Since his investigation of University Lab is active, Rodonets could not elaborate on the complaints he's received, and the documents are not public.
The Saskatchewan investigation started a domino effect. On June 8, the Alberta Securities Commission entered a cease-trade order against University Lab, based on its finding that the company had been illegally selling shares since February, raising $250,000 total from 15 Alberta residents.
Then, on June 21, the British Columbia Securities Commission issued its own cease-trade order, based on similar allegations made by residents of that province. The province of New Brunswick has placed University Lab on its "Caution List" for companies that are not registered to trade securities but that have made solicitations to New Brunswick residents.
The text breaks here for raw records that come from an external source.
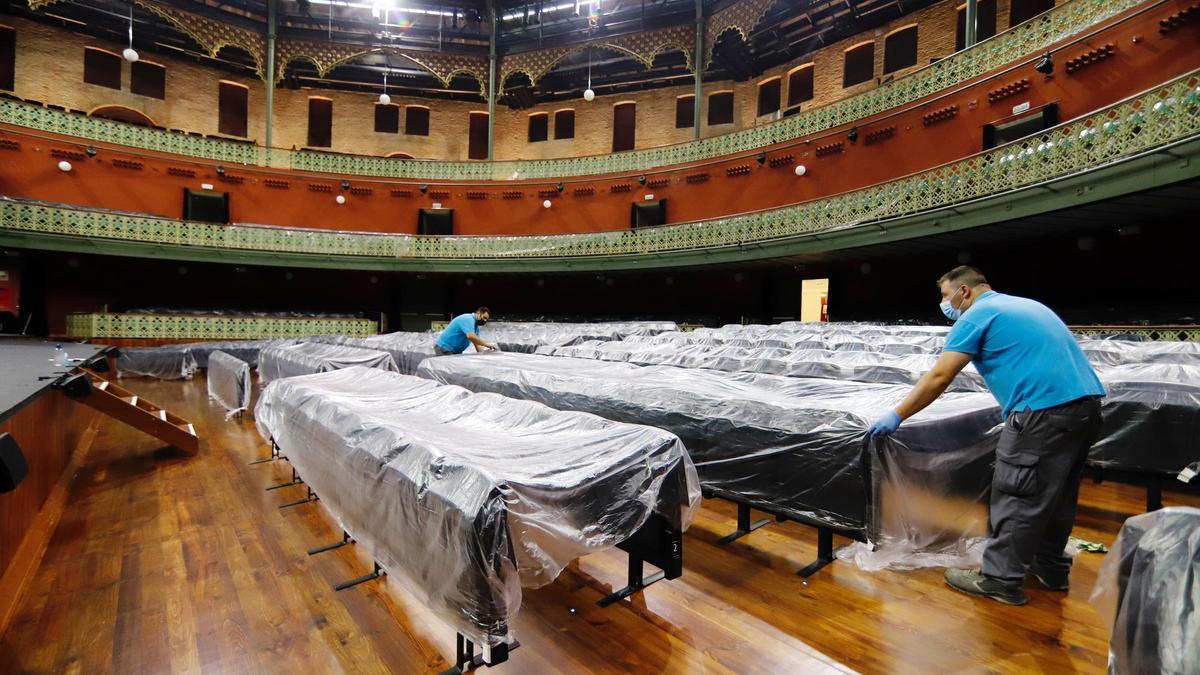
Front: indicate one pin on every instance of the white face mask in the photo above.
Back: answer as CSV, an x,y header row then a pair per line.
x,y
949,310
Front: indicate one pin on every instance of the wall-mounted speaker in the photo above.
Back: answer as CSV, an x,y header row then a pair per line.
x,y
12,464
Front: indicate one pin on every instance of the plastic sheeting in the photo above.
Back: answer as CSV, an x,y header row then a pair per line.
x,y
306,358
228,380
466,497
790,446
1151,418
180,362
528,336
1123,352
407,350
857,366
1149,591
168,362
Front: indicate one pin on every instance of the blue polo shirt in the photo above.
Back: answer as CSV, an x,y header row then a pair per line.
x,y
1024,352
454,338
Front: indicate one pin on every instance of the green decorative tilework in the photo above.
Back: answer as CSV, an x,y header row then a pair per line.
x,y
1031,37
1153,333
207,327
1164,115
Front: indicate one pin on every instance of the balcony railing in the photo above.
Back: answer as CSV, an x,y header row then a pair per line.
x,y
1030,37
1161,117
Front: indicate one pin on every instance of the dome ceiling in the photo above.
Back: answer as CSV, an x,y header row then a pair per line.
x,y
439,49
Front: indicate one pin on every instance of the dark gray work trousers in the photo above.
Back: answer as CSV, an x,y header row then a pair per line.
x,y
1039,463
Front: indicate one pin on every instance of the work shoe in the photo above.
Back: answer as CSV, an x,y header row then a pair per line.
x,y
1051,580
975,583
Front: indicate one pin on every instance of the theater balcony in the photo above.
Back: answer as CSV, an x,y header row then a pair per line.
x,y
1081,103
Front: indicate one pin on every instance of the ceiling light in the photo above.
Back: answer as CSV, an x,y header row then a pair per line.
x,y
1045,66
130,54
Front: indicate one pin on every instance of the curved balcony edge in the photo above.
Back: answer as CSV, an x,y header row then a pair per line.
x,y
1144,142
1065,22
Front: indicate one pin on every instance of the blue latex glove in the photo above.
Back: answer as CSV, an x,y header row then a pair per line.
x,y
885,425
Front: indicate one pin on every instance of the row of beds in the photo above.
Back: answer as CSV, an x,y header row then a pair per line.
x,y
579,438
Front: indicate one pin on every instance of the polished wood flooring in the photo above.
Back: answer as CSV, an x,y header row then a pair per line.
x,y
163,563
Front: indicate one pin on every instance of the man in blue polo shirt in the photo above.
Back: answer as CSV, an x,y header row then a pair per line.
x,y
1050,399
462,332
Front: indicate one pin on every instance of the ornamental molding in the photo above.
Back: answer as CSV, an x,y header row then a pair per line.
x,y
742,17
328,55
643,47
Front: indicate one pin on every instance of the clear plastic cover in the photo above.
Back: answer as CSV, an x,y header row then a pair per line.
x,y
168,362
180,362
528,336
850,365
228,380
791,446
467,497
1151,418
1149,592
306,358
407,350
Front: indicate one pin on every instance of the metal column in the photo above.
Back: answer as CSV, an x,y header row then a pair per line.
x,y
270,70
972,19
697,63
491,84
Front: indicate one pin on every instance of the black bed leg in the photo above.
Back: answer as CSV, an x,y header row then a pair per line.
x,y
346,539
467,659
377,573
744,526
635,581
273,457
825,553
1153,495
295,481
310,497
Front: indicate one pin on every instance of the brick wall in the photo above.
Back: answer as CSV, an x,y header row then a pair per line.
x,y
49,67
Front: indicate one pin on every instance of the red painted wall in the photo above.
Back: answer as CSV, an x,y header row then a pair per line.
x,y
1143,58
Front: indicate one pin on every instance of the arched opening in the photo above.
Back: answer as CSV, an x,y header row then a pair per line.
x,y
121,113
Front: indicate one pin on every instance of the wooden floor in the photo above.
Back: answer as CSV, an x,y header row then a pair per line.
x,y
171,565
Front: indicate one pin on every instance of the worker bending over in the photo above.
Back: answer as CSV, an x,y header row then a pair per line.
x,y
462,332
1050,399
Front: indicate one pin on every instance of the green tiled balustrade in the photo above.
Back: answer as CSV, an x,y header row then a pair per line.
x,y
1165,115
1025,40
211,327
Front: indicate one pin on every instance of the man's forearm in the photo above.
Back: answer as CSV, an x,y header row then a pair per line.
x,y
925,392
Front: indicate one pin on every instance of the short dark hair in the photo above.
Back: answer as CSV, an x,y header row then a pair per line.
x,y
964,275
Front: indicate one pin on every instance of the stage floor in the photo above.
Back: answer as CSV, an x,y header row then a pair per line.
x,y
162,563
27,369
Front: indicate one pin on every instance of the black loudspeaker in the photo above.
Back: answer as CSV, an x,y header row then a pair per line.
x,y
519,97
1025,125
77,386
435,221
648,214
12,464
207,207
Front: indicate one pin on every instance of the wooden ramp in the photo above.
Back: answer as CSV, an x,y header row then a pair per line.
x,y
139,413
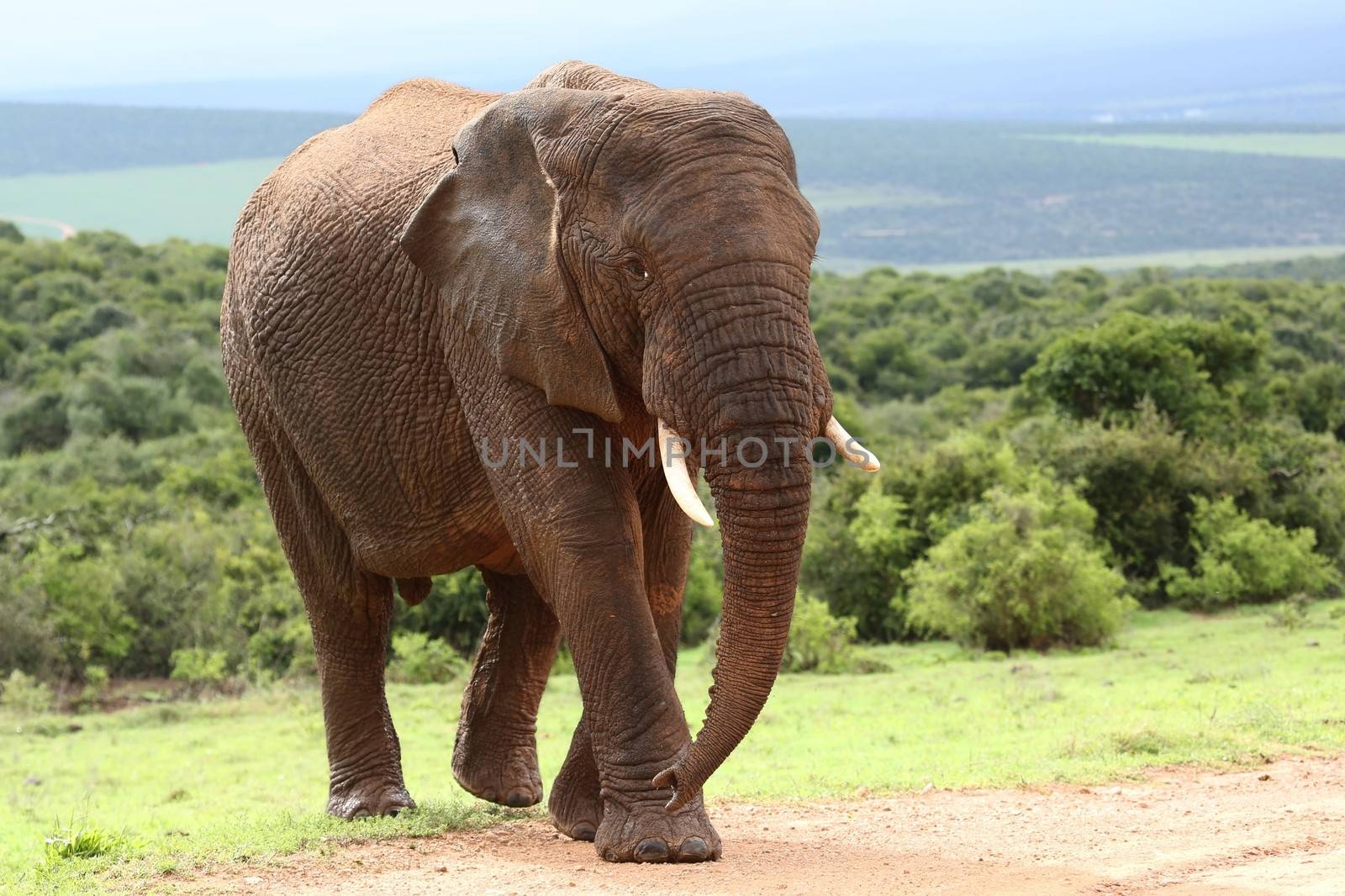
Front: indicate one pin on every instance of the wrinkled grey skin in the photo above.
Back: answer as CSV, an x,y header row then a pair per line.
x,y
603,253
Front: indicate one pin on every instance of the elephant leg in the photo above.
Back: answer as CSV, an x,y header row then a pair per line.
x,y
495,752
350,613
578,529
576,804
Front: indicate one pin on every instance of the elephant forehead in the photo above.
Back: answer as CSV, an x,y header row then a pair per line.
x,y
659,128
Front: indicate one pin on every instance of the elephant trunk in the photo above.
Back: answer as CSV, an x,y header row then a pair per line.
x,y
763,517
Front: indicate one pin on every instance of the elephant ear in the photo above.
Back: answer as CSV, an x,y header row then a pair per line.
x,y
488,235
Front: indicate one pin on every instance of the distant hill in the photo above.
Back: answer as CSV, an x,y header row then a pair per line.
x,y
888,192
1290,76
57,139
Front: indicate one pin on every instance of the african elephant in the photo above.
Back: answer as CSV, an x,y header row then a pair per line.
x,y
456,269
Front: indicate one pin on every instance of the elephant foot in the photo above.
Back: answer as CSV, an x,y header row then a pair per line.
x,y
576,806
506,775
369,798
645,831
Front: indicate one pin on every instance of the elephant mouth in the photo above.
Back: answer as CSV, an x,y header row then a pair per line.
x,y
674,451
And now, Florida regulators are getting in on the act. A representative of the state's Office of Financial Regulation confirmed that there is an active investigation against University Lab Technologies.
Theodore says he's not sweating it; the Saskatchewan case was a misunderstanding. "We had a prospectus that a lawyer up there prepared for us. That attorney failed to register the prospectus in that province." The cease-trade order, he says, "isn't a big deal. It basically means: 'Don't sell this stock here till you're properly registered.' "
But when a lawyer fails to file a prospectus, it's easily fixed. In Canada, a cease-trade order remains temporary for two weeks, during which time a company can rectify the matter. University Lab declined to do so.
Asked whether he'll show me the University Lab prospectus, Theodore says, flatly, "No."
In July, Theodore told me that University Lab will go public in August. By August, he says those plans are on hold.
A few weeks after my surprise visit to University Lab headquarters, Theodore is no longer feeling so fraternal. During an interview when uncomfortable questions are asked, he tells me flatly, "I'm very litigious."
A moment later, he answers a question with a threat: "I just hope that whatever you're doing, you have all your facts, because if there are any inaccuracies, I'm coming for you."
Theodore is frustrated, he says, by the idea that anyone would put credence in the accusations of "a murderer," his preferred way of referring to Correia, rather than in him.
But for those who have put money into businesses associated with Theodore, it's not as clear-cut a choice as he would hope.